Some 250 police guarded the site as builders removed the segments

A German property developing firm has removed parts of a historic stretch of the Berlin Wall amid heavy police presence, despite a week of protests.

Some 250 police guarded the site as builders removed the segments

Builders removed four segments of the so-called East Side Gallery stretch on Wednesday morning to open access to a building site for blocks of flats.

Some 250 police officers were deployed as the sections were dismantled.

The re-development project has sparked outrage among citizen groups, who say the site is a symbol of freedom.

Workers tried to dismantle the segments on 1 March but were forced to halt their plans when angry demonstrators blocked their path. Another small part of the stretch has already been removed.

Set on the banks of the River Spree, the East Side Gallery is the Wall’s longest remaining stretch, measuring 1.3km (0.8 miles).

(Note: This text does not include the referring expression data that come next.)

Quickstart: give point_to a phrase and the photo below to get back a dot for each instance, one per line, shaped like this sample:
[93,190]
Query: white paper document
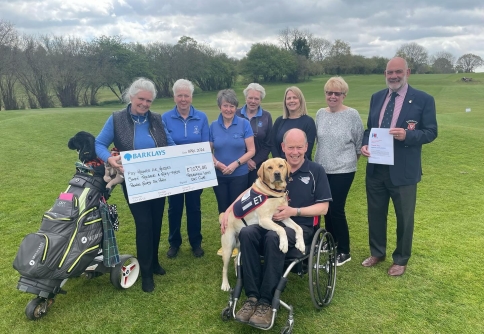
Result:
[380,146]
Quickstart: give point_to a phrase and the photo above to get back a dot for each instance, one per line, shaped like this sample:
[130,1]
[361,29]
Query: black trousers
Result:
[335,220]
[379,190]
[253,176]
[148,217]
[192,203]
[261,281]
[228,189]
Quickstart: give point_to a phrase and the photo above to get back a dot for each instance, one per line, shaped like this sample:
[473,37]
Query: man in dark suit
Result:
[411,118]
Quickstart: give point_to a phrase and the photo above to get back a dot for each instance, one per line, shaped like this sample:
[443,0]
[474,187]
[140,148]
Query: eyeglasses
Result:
[397,72]
[335,93]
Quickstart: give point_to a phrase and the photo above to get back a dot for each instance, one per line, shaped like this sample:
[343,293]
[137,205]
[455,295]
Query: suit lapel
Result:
[379,104]
[407,105]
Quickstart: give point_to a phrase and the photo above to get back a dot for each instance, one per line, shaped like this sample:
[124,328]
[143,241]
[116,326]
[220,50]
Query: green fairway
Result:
[441,291]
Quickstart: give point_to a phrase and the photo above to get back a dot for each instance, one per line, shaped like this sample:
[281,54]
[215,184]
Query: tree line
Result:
[47,71]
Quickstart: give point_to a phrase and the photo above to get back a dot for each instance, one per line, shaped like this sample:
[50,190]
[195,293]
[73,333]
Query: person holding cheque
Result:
[132,128]
[186,125]
[410,116]
[232,143]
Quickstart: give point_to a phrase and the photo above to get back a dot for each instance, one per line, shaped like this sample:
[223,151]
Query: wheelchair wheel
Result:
[125,273]
[322,268]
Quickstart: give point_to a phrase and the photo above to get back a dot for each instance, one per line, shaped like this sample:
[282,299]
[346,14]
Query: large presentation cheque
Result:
[163,171]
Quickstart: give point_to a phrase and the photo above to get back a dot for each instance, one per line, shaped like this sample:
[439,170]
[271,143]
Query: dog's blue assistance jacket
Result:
[250,201]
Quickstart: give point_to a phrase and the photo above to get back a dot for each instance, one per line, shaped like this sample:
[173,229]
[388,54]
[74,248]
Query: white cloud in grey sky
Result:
[371,27]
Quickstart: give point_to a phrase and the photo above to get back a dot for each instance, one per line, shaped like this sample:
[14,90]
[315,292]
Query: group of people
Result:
[242,138]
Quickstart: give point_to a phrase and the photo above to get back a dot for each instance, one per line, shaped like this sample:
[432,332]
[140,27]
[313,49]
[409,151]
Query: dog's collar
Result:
[277,191]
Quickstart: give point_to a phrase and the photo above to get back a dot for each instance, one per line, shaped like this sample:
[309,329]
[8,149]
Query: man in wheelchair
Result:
[309,194]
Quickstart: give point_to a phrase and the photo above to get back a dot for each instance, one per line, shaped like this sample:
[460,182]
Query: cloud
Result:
[371,27]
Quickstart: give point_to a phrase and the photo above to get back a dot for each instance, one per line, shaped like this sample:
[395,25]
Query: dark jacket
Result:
[418,117]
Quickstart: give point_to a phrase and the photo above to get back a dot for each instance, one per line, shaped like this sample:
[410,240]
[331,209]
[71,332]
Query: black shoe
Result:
[158,270]
[198,252]
[172,252]
[147,284]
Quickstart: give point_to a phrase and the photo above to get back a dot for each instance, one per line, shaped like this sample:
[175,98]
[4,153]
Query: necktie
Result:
[388,115]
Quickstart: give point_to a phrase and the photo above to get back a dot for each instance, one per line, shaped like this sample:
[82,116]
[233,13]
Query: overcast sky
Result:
[371,27]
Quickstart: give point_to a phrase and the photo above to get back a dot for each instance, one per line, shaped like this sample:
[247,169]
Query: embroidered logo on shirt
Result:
[411,124]
[304,179]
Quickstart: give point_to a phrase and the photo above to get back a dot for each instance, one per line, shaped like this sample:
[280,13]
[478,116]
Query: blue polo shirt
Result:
[193,129]
[229,143]
[307,186]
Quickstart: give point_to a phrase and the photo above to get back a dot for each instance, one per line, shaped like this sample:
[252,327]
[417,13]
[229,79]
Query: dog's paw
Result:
[283,246]
[301,246]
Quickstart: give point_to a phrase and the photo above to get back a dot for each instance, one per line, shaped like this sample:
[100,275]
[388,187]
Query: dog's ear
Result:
[260,172]
[288,167]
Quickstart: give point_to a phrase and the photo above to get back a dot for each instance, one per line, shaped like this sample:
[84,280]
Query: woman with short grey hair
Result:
[133,128]
[186,125]
[261,123]
[339,133]
[232,142]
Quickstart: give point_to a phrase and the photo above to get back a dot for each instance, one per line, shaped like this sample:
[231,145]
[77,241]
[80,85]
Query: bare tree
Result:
[415,55]
[34,72]
[67,56]
[320,48]
[469,62]
[8,57]
[288,35]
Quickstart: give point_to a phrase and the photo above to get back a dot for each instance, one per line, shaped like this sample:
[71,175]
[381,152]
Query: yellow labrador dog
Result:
[257,206]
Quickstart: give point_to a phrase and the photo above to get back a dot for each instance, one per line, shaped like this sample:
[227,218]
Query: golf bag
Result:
[70,236]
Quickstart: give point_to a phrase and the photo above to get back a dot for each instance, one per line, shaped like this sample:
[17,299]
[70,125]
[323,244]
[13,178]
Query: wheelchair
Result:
[320,264]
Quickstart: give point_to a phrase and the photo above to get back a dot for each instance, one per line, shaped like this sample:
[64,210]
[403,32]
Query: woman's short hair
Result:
[336,84]
[183,84]
[256,87]
[227,95]
[140,84]
[302,108]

It became one of the city’s most visited attractions in the early 1990s after international artists painted its concrete surfaces with strong, often irreverent images depicting, for example, Soviet and East German leaders locked in a kiss, BBC Berlin correspondent Stephen Evans reports.

But in recent times it has turned into a symbol for the gentrification of the new Berlin, with property developers seeking to build apartments along the river, our correspondent says.

Headache

On Wednesday at 05:00 (04:00 GMT), workers took down four chunks measuring around 1.2m to make space for a construction site gate, police said.

“We are here on the one hand to enable [builders] to continue their construction work and on the other side we want to welcome people who want to protest against this and finally allow them to stage their protest,” police spokesman Volker Alexander Toennies said.

No incidents were reported during the early morning removal but the number of protesters at the site is growing, according to German media.

In total, 22m will be taken down for the riverside flats.

Although the stretch was heritage-listed in 1991, the protection applies only to the wall itself, not to the land it stands on.

The missing segments will be replaced once construction work is completed, the building project’s private investor, Maik Uwe Hinkel, has told Germany’s Bild newspaper.

The re-development plan has caused a major headache for all parties involved.

The East Side Gallery falls under the authority of the Friedrichshain-Kreuzberg district, which gave the green light for the new flats.

But the ensuing public controversy has forced Berlin mayor Klaus Wowereit – a critic of the project – to become involved in negotiations and propose alternatives to the wall’s removal.

On Tuesday evening, talks between Mr Wowereit, local district authorities and the property developer failed to reach an agreement, Germany media report.

The issue is a part of a continuing debate in Berlin as the city morphs from one with little money – poor but cool, as one mayor put it – into a global magnet for the fashionable and rich, our correspondent says.